Михара стоял на крыльце, вид у него был абсолютно деревенский. Серые войлочные валенки в больших черных калошах, новеньких и блестящих, меховая телогрейка, заячья шапка и неизменная «Беломорина» в зубах.
В правой руке Михара держал лопату. Рядом с ним почти по стойке «смирно» стоял Муму и улыбался. Михара отдавал ему распоряжения и напоминал прораба на стройке или бригадира на лесоповале. Пес стоял на крыльце рядом с Михарой, и тот время от времени поглаживал его мохнатые уши или дергал за косматую гриву.
Дорожки были чище некуда.
Чертыхаясь, Чекан поднялся на крыльцо и подал руку Михаре. В ответ он получил крепкое рукопожатие и двусмысленную ухмылку.
— Чего ты? — спросил Чекан.
— Интересно смотреть на известного человека.
— И не говори, — отрезал Чекан, проходя в дом.
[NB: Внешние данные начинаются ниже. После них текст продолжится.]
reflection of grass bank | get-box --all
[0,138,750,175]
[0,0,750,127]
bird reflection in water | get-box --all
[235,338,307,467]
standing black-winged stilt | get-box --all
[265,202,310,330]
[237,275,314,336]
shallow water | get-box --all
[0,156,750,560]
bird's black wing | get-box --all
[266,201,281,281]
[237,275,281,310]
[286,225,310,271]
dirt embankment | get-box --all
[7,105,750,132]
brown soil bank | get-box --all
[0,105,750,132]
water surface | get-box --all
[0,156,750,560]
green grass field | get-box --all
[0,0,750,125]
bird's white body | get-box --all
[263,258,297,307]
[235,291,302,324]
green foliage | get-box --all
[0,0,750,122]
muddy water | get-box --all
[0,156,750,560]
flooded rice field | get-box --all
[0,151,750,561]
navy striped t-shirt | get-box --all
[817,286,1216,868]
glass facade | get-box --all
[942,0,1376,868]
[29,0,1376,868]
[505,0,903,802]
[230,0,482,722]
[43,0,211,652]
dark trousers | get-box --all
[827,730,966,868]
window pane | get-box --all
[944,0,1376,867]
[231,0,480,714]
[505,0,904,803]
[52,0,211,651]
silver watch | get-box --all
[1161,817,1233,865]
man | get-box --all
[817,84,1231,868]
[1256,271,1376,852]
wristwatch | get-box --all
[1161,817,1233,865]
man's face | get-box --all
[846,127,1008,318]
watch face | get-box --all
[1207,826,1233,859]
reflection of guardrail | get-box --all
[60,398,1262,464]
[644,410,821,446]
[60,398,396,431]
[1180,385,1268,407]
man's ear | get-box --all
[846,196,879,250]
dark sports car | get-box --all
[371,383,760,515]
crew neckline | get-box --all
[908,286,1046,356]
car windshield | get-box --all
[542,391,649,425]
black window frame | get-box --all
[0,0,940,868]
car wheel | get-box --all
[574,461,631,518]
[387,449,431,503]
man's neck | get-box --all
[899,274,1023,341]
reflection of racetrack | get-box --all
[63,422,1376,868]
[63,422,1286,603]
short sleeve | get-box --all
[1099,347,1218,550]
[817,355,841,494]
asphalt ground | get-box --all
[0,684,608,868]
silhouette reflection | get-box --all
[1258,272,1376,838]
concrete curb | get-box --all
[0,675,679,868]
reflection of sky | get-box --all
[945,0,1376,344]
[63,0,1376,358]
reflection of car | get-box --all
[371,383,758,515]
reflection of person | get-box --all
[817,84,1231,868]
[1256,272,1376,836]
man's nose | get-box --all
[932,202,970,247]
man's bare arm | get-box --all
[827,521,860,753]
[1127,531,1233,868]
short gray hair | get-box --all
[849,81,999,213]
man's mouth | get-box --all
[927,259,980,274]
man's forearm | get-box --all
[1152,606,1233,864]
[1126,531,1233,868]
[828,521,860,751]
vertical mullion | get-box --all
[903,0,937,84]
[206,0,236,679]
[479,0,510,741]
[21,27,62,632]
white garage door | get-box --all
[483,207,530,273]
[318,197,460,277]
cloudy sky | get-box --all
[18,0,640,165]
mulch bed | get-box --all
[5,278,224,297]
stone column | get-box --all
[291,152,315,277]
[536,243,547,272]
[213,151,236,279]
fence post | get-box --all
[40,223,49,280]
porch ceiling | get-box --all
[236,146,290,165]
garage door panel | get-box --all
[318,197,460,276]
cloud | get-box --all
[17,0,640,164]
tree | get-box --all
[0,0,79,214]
Михара, Муму и пес подались следом.
— Долбаные писаки! Долбаные журналисты! — сжав кулаки, заговорил Чекан.
— Ладно, хватит, — оборвал его Михара. — Своими криками и воплями ты делу не поможешь. Видишь, как получилось? — Михара посмотрел на Муму.
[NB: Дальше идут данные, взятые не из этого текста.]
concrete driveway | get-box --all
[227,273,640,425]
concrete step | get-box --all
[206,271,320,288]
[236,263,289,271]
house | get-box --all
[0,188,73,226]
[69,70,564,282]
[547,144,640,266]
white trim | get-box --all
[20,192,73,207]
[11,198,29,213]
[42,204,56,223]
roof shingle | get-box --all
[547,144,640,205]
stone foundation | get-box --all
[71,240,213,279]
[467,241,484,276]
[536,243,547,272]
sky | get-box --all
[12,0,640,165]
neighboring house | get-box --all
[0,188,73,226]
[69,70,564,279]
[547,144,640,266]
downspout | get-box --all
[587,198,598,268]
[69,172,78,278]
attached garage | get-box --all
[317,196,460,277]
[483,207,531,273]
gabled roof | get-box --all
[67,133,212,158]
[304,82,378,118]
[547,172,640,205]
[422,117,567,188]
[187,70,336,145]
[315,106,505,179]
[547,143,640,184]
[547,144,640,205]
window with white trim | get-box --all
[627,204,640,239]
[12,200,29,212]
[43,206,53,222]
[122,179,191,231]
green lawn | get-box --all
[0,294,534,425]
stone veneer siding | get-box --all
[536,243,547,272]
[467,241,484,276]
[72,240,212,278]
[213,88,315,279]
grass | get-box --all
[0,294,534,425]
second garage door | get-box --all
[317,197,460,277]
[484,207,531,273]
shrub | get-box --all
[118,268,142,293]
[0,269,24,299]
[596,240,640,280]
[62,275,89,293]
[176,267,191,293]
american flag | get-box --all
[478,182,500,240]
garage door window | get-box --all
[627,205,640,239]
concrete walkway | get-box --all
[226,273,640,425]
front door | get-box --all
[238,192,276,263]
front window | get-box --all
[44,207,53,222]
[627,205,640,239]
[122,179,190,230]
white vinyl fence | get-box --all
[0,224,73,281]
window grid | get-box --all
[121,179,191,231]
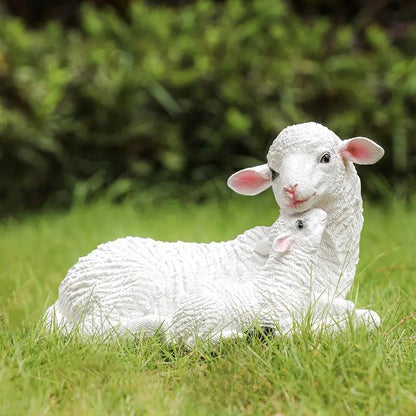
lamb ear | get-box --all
[273,234,292,253]
[340,137,384,165]
[227,164,272,195]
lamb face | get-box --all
[228,123,384,297]
[271,208,328,256]
[228,119,384,213]
[170,208,327,343]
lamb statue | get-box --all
[45,123,384,338]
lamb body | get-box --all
[228,122,384,301]
[167,208,380,345]
[169,209,327,344]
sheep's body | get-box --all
[228,123,384,300]
[46,227,266,334]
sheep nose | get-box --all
[283,183,298,195]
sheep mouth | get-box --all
[285,192,316,209]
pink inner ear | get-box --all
[341,137,384,165]
[343,141,372,162]
[229,169,270,194]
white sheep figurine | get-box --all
[45,123,383,334]
[168,208,327,345]
[170,208,379,346]
[228,122,384,299]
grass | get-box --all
[0,195,416,416]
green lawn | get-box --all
[0,193,416,416]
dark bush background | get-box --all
[0,0,416,214]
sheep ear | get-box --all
[273,235,292,253]
[227,164,272,195]
[340,137,384,165]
Сергей понял, что Михара хочет, чтобы он удалился, но сыграл совершенно по-другому. Он подошел к Чекану и протянул ему для приветствия руку.
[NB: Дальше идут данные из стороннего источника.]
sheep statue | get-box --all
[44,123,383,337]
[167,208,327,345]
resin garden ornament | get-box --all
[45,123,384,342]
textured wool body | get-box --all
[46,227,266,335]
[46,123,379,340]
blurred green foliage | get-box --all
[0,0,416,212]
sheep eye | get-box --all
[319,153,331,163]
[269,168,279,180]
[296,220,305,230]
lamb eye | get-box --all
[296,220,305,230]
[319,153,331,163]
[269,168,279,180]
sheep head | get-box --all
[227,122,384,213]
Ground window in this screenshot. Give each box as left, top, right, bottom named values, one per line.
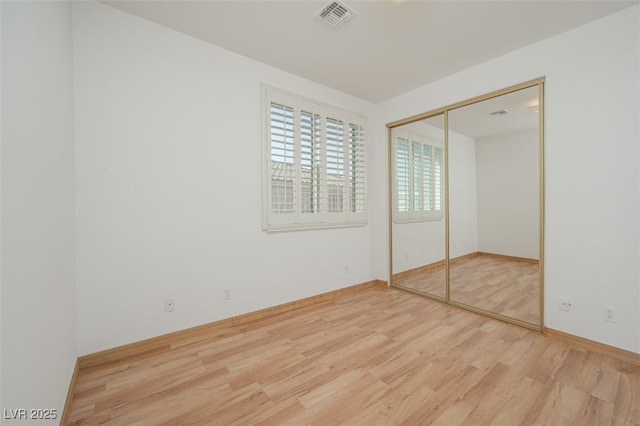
left=263, top=87, right=367, bottom=230
left=394, top=134, right=444, bottom=222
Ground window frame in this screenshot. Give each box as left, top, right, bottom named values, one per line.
left=261, top=84, right=368, bottom=231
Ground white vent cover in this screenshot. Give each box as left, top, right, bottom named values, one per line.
left=489, top=109, right=509, bottom=117
left=316, top=0, right=357, bottom=28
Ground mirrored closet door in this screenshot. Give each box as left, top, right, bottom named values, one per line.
left=388, top=79, right=544, bottom=330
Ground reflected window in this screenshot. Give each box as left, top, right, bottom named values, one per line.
left=394, top=135, right=444, bottom=222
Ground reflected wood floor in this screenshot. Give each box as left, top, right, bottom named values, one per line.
left=69, top=287, right=640, bottom=426
left=394, top=253, right=540, bottom=324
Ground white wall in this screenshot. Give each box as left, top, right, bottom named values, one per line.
left=0, top=1, right=76, bottom=424
left=374, top=5, right=640, bottom=352
left=448, top=130, right=478, bottom=258
left=476, top=130, right=540, bottom=259
left=73, top=2, right=384, bottom=354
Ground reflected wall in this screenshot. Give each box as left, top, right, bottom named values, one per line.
left=388, top=79, right=544, bottom=329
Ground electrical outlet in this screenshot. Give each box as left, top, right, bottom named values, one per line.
left=603, top=305, right=618, bottom=322
left=558, top=297, right=571, bottom=312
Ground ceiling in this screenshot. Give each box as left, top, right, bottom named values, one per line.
left=103, top=0, right=638, bottom=103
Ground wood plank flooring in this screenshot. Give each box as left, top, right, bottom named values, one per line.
left=68, top=288, right=640, bottom=426
left=394, top=254, right=540, bottom=324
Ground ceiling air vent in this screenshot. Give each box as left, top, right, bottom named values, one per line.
left=316, top=1, right=356, bottom=28
left=489, top=109, right=509, bottom=117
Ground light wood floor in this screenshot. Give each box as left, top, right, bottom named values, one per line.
left=394, top=254, right=540, bottom=324
left=69, top=287, right=640, bottom=426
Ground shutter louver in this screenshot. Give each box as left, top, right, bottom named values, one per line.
left=325, top=118, right=345, bottom=213
left=393, top=134, right=444, bottom=222
left=263, top=87, right=367, bottom=231
left=300, top=111, right=322, bottom=213
left=270, top=102, right=296, bottom=213
left=396, top=138, right=409, bottom=212
left=349, top=124, right=367, bottom=213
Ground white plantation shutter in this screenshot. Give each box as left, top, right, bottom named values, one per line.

Чекан хмыкнул, но руку подал.
— Здорово, глухой, здорово, немой, — пробурчал он, и на его лице появилась улыбка, возможно, первая за последнее время.
— Пойдем, разденься.
Чекан сбросил пальто и двинулся вслед за Михарой.
Тот посмотрел на следы, которые оставляли на чистом паркете подошвы Чекана.
— Что это с тобой, Михара?
— Не нравится мне, когда грязно.
— Ты каким-то странным стал, за порядком следишь, как в камере.
— В камере не в камере, Чекан, а во всем соблюдай чистоту. Я и в Бутырке смотрящим этажа был. Вот ты лопухнулся — и результат тут же.
— Про что это ты?
— Как про что, ты еще не понял? Оставил кассету лишь бы как, ее сперли…
— Слушай, Михара, — зашептал Чекан, — а может, ее специально сперли?
— Да выходит, специально, — сказал Михара.
— Вот и я думаю, что специально.
— Ты, Чекан, не расстраивайся, не в тебя били.
— Как не в меня? В кого же тогда?
— В прокурора долбаного. Кто-то с ним счеты сводит.
— С ним? — воскликнул Чекан, явно пораженный таким поворотом. Подобное ему в голову не приходило. — Тогда зачем там я?